I started requesting her movies through the library system instead, and over the next few years worked my way through How to Steal a Million, The Nuns Story, Robin and Marian, Funny Face, Two for the Road, Love in the Afternoon, Paris When it Sizzles, and War and Peace. Also, a curious set of gardening videos … I dunno. I tried to get my hands on a copy of the alleged flight safety recording she did before she became famous, but no dice. I didn’t watch The Children’s Hour and Wait Until Dark until I was in my 20s, and I still haven’t seen Green Mansions.
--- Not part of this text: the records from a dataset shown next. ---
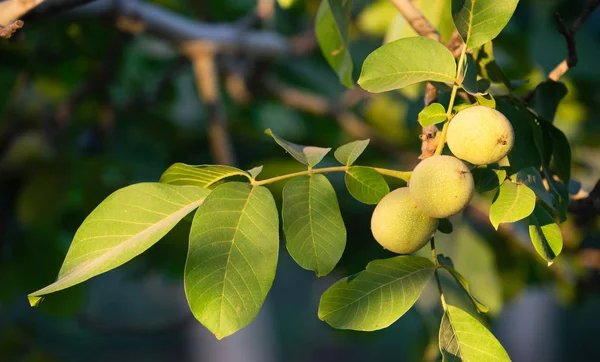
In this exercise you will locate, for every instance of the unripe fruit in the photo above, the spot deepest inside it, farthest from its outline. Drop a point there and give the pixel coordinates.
(399, 226)
(480, 135)
(441, 186)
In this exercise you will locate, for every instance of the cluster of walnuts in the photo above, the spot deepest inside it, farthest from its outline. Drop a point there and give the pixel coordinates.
(441, 186)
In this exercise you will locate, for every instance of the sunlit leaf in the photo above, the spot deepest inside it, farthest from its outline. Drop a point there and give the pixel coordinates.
(124, 225)
(366, 185)
(561, 153)
(376, 297)
(332, 26)
(349, 153)
(407, 61)
(486, 100)
(513, 202)
(464, 338)
(432, 114)
(437, 12)
(232, 256)
(465, 286)
(201, 176)
(314, 230)
(255, 171)
(308, 155)
(545, 234)
(479, 21)
(533, 179)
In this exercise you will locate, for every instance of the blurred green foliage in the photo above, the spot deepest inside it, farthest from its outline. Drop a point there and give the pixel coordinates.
(86, 109)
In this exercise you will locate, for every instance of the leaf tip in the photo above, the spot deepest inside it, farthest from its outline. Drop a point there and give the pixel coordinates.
(34, 300)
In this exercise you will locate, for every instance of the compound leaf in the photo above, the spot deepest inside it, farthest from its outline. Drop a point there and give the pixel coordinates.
(312, 223)
(125, 224)
(376, 297)
(232, 256)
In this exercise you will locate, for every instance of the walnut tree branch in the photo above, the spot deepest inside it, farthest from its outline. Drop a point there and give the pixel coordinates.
(11, 12)
(416, 19)
(202, 56)
(178, 29)
(569, 35)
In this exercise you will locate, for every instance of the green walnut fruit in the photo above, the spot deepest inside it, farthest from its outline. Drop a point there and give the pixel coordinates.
(399, 226)
(480, 135)
(441, 186)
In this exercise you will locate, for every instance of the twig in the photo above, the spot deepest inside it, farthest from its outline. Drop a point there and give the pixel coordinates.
(348, 121)
(202, 56)
(416, 19)
(477, 212)
(429, 136)
(168, 25)
(8, 30)
(569, 34)
(12, 10)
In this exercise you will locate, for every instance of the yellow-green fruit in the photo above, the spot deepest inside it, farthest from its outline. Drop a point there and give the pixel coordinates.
(441, 186)
(480, 135)
(399, 226)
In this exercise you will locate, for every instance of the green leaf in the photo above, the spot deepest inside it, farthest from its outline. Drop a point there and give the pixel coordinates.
(533, 179)
(464, 338)
(124, 225)
(432, 114)
(437, 12)
(545, 234)
(332, 27)
(487, 68)
(312, 223)
(445, 226)
(201, 176)
(255, 171)
(376, 297)
(470, 83)
(548, 95)
(286, 4)
(488, 179)
(486, 100)
(513, 202)
(232, 257)
(561, 153)
(407, 61)
(307, 155)
(479, 21)
(465, 285)
(349, 153)
(366, 185)
(525, 153)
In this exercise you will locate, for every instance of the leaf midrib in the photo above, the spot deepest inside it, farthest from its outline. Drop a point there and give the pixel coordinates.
(237, 228)
(373, 290)
(116, 250)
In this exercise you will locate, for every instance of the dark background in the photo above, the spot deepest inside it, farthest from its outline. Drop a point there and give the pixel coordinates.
(87, 107)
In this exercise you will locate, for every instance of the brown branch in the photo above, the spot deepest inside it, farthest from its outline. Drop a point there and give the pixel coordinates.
(347, 120)
(416, 19)
(202, 56)
(8, 30)
(12, 10)
(569, 35)
(10, 13)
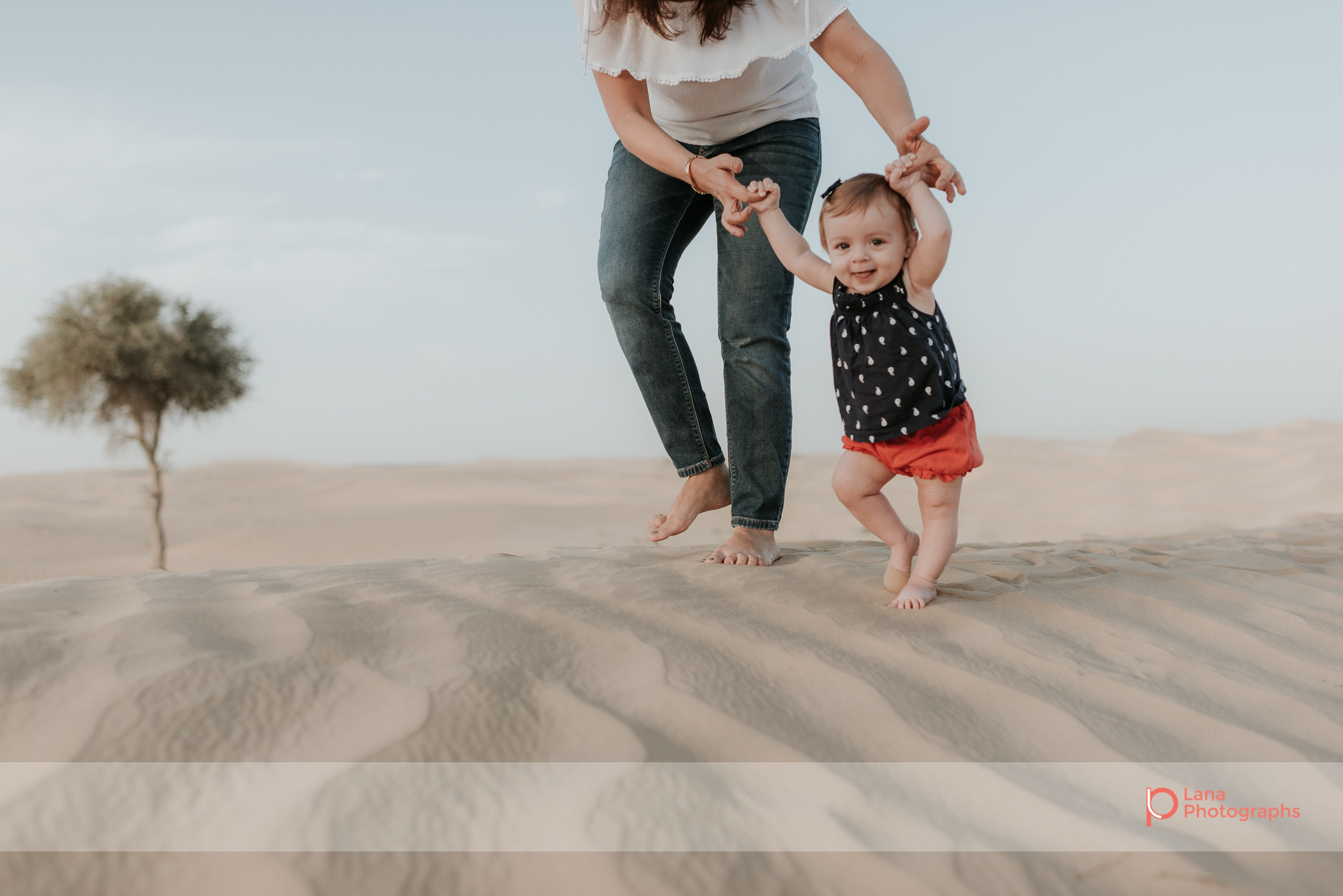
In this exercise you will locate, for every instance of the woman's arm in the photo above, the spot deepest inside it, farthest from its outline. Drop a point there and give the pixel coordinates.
(626, 102)
(873, 75)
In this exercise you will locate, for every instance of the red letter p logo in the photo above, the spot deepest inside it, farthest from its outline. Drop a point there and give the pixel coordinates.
(1153, 813)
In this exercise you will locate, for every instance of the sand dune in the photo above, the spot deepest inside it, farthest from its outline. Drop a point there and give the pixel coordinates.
(1068, 631)
(1197, 648)
(245, 515)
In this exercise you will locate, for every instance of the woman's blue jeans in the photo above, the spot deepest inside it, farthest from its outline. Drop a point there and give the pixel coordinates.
(647, 224)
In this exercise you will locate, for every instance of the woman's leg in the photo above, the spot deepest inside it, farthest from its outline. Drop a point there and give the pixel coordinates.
(755, 308)
(647, 224)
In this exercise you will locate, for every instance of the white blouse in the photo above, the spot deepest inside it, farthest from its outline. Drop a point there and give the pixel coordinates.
(707, 94)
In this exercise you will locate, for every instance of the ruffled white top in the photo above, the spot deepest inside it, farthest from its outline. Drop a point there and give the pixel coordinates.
(708, 94)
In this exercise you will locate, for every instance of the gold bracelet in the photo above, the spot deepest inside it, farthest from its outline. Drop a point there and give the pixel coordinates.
(691, 178)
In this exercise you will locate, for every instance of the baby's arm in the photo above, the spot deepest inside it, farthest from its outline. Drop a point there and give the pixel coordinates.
(788, 243)
(930, 256)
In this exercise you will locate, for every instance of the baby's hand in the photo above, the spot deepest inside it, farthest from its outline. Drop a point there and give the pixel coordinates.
(769, 194)
(902, 175)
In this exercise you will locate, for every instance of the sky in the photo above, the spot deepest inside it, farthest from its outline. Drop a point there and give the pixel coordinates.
(397, 206)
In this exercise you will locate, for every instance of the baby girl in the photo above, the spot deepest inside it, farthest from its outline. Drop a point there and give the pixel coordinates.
(896, 371)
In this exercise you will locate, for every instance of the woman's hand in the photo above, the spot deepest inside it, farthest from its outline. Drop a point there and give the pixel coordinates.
(903, 176)
(717, 178)
(766, 195)
(938, 172)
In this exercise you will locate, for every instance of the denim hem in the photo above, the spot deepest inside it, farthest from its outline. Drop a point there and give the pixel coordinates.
(700, 468)
(747, 523)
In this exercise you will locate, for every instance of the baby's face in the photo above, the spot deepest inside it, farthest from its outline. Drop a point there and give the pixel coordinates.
(866, 246)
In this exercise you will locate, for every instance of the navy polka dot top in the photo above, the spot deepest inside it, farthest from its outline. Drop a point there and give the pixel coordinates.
(896, 367)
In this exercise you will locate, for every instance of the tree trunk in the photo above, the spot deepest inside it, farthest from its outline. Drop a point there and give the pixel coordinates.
(147, 433)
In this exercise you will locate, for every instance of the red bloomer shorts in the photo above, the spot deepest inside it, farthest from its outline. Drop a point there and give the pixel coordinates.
(947, 449)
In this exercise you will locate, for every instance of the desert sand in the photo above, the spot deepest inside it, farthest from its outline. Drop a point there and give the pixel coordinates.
(266, 513)
(1159, 600)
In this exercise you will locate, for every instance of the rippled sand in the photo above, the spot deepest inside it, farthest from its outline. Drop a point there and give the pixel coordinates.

Somewhere along the way, it stopped being a fascination with her curious looks or her talent, and became an admiration for her as a person. She was a genuinely good person–someone worth looking up to. As a child in Austria during WWII, she’d gone without food to make sure her mother and siblings had enough, which led to a life-long weight issue due to the severe malnutrition she suffered during the war. Her estranged father was a Nazi who abandoned his family. She’s rumored to have worked for the Dutch Resistance. After she retired as an actress, she volunteered for UNICEF.
Growing up in the 90s, I didn’t know of any modern equivalent to her: Someone who was principled, and moral, and talented, and lovely. It fascinated me that no matter what role she was playing, the goodness seemed to shine out of her. I don’t think Audrey could’ve played a villain if she tried … she was too kind-hearted, and it showed.
These days, I’d say Emma Watson is the closest equivalent to Audrey Hepburn.
It kinda bums me out that of her entire legacy, most people remember Audrey Hepburn for Breakfast at Tiffany‘s, which I personally consider to be among her worst films.